Transhumance des maires : La loi portée par Amadou Ba au cœur d'une vive polémique

Transhumance des maires : La loi portée par Amadou Ba au cœur d’une vive polémique

Le député Amadou Ba a suscité une vive réaction dans le paysage politique sénégalais avec sa proposition de loi, divulguée sur Facebook, qui prévoit la perte de mandat pour tout maire changeant de camp politique, soulignant ainsi les enjeux de confiance envers les élus.

Un simple post Facebook a suffi à mettre le feu aux poudres. Publié hier par le député Amadou Ba, membre de PASTEF, l’annonce d’une future proposition de loi visant à sanctionner la transhumance des maires a provoqué une onde de choc dans le Landerneau politique sénégalais.

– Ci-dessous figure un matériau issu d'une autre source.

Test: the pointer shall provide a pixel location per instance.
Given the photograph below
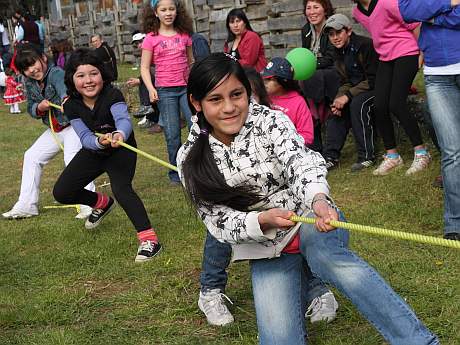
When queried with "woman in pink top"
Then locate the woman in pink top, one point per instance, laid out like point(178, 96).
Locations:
point(284, 95)
point(242, 42)
point(396, 44)
point(168, 45)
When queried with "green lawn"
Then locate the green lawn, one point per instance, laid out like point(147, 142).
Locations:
point(61, 284)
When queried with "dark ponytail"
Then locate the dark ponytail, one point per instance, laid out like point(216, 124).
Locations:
point(204, 183)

Le principe défendu par Amadou Ba

Le texte envisagé par le député est sans ambiguïté : « Tout maire qui rejoint une formation politique différente de celle qui l’a élu perd son mandat. » Ce projet est présenté comme une « proposition de loi de moralisation de la vie politique et du respect du suffrage universel ». Amadou Ba justifie sa démarche en s’appuyant sur l’article 60 de la Constitution, qui prévoit que tout député démissionnant de son parti en cours de législature est automatiquement déchu de son mandat. Pour lui, cette philosophie anti-transhumance doit également s’appliquer aux maires, qu’il décrit comme une « tache noire de notre démocratie ».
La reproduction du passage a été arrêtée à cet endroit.